What Dr Chibber wishes she could stress enough is the importance of telling a man that his ‘manhood’ is not associated with his sexuality. Nor with a procedure that tells him he can’t have children.
The fear in one’s mind is – ‘I don’t want to become a social pariah. I don’t want to be ostracised’.
Himani Bajaj, a Women’s Studies Scholar – currently pursuing a PhD on Women and Contraceptives in Urban Delhi – believes the problem is also sociological:
Historically, post Independence, when development programmes were first launched, they were focused largely on women. But this focus wasn’t empowering. Just going to a doctor – for a rural woman who belongs to a marginalised community – is a task in itself. The decision to sterilise themselves isn’t always an informed one. They are told that it’s for their betterment – that you’re ‘developed’ if you sterilise yourself, but it’s just your body being controlled.
Bajaj draws on her own experiences of studying family planning and contraceptive methods in the villages of Madhya Pradesh, where she saw a lot of “discomfort” between men and women in talking about birth control.
These women often quietly give in to the narrative of patriarchy – allowing the state to control their body.

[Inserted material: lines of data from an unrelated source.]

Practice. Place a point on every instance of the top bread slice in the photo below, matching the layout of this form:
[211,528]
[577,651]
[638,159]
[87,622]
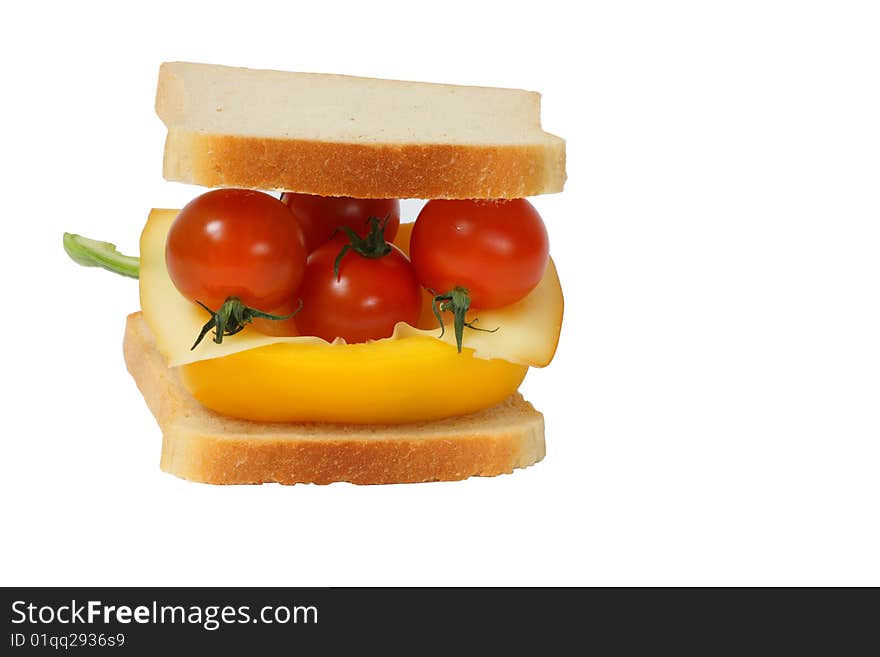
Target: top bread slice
[337,135]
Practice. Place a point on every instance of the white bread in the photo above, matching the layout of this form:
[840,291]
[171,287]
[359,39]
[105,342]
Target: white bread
[201,445]
[338,135]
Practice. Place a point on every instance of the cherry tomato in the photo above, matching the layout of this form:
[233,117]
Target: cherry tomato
[370,296]
[236,242]
[497,250]
[320,216]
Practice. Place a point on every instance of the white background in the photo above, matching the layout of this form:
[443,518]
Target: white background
[712,412]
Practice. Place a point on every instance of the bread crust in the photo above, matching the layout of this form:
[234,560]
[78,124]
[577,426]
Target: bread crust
[201,445]
[428,171]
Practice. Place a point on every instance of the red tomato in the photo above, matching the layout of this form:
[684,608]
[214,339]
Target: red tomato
[236,242]
[370,296]
[320,216]
[497,250]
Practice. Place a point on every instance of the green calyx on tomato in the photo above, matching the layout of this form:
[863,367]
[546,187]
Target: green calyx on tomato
[373,245]
[232,317]
[458,302]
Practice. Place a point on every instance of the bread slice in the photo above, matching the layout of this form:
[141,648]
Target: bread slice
[338,135]
[201,445]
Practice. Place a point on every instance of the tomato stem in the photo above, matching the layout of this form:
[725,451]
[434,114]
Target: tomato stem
[373,245]
[458,302]
[232,317]
[93,253]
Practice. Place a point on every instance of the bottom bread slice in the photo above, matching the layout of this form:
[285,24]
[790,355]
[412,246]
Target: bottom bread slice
[200,445]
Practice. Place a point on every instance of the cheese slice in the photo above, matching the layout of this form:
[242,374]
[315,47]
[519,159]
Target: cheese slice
[527,334]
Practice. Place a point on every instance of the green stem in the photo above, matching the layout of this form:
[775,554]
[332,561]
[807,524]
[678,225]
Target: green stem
[92,253]
[458,302]
[232,317]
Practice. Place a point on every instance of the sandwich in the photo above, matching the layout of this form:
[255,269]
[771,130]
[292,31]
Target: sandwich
[294,327]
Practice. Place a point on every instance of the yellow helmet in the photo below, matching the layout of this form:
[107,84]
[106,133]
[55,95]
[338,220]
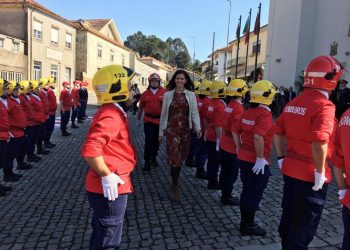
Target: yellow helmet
[13,85]
[197,87]
[237,87]
[4,84]
[111,83]
[205,87]
[218,89]
[262,92]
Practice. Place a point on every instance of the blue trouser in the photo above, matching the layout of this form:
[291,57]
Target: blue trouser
[229,172]
[201,155]
[194,146]
[107,221]
[32,134]
[346,222]
[50,126]
[151,141]
[302,210]
[253,186]
[75,110]
[41,135]
[10,153]
[64,120]
[213,162]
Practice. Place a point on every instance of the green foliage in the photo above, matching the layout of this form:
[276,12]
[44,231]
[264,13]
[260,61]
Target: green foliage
[172,51]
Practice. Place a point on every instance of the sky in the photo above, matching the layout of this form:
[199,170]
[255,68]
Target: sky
[194,21]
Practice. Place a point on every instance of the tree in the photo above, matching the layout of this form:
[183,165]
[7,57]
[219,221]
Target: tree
[172,51]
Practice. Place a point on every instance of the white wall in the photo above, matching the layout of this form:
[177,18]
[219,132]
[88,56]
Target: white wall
[300,30]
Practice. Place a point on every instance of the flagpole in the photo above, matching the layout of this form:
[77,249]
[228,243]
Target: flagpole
[246,57]
[257,43]
[212,59]
[238,35]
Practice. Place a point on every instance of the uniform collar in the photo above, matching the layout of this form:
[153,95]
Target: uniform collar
[264,107]
[121,109]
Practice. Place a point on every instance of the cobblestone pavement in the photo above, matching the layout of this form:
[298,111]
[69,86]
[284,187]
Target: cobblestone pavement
[48,208]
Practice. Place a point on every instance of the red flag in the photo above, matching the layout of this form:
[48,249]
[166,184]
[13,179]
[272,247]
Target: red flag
[246,30]
[257,24]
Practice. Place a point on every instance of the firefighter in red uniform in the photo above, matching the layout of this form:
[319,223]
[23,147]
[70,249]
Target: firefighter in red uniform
[151,104]
[76,102]
[194,139]
[215,114]
[29,112]
[43,128]
[235,92]
[18,122]
[39,117]
[65,107]
[303,136]
[254,147]
[49,89]
[203,103]
[4,128]
[110,155]
[341,162]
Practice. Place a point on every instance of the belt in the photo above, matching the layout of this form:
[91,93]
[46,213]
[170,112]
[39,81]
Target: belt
[153,116]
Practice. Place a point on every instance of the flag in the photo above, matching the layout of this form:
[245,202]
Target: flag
[238,31]
[257,24]
[246,30]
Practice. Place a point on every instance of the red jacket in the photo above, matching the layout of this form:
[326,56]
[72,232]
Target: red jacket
[66,99]
[109,137]
[17,117]
[39,113]
[75,96]
[27,108]
[307,118]
[152,105]
[215,115]
[254,121]
[45,101]
[4,123]
[341,154]
[52,101]
[232,116]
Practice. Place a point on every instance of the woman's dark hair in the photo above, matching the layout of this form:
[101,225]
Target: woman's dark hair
[188,85]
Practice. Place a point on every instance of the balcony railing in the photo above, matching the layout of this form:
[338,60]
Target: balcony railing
[232,63]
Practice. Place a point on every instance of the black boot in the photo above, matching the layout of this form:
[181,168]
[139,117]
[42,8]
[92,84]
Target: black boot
[248,227]
[147,166]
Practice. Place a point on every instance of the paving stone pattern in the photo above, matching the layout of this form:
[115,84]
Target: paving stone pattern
[48,208]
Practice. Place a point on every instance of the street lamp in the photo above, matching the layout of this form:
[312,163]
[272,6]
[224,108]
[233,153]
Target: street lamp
[228,35]
[194,54]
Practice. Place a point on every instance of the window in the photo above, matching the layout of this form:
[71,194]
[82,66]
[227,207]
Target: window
[68,41]
[54,71]
[99,51]
[256,49]
[11,76]
[54,36]
[19,77]
[15,46]
[37,30]
[68,74]
[112,55]
[4,75]
[37,70]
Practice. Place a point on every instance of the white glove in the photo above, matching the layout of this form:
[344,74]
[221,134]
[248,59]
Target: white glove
[217,144]
[342,193]
[110,186]
[259,165]
[320,179]
[280,162]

The Emergency has made it even worse for them, since forced sterilisations carried out on men at the time has put the fear of the scalpel in the man’s mind.
An Unequal World of ‘Withdrawals’ and i-Pills
Bajaj, however, insists that this inability to negotiate their own bodies exists within the urban milieu too –
How many times can women here negotiate condoms or contraceptives? People in metros too will have intercourse and say – ‘Oh, i-Pill toh hai, to make it all better!’
Dr Sharma at Apollo agrees – and reiterates that a large number of her urban patient- couples say they use the ‘withdrawal method’ as a form of contraception.
Till responsibility is equally shared and distributed, women’s bodies will continue to be submitted, unquestioningly, to the anvil of population control. Can we stop counting on the woman to tie up her tubes in a tidy little bow?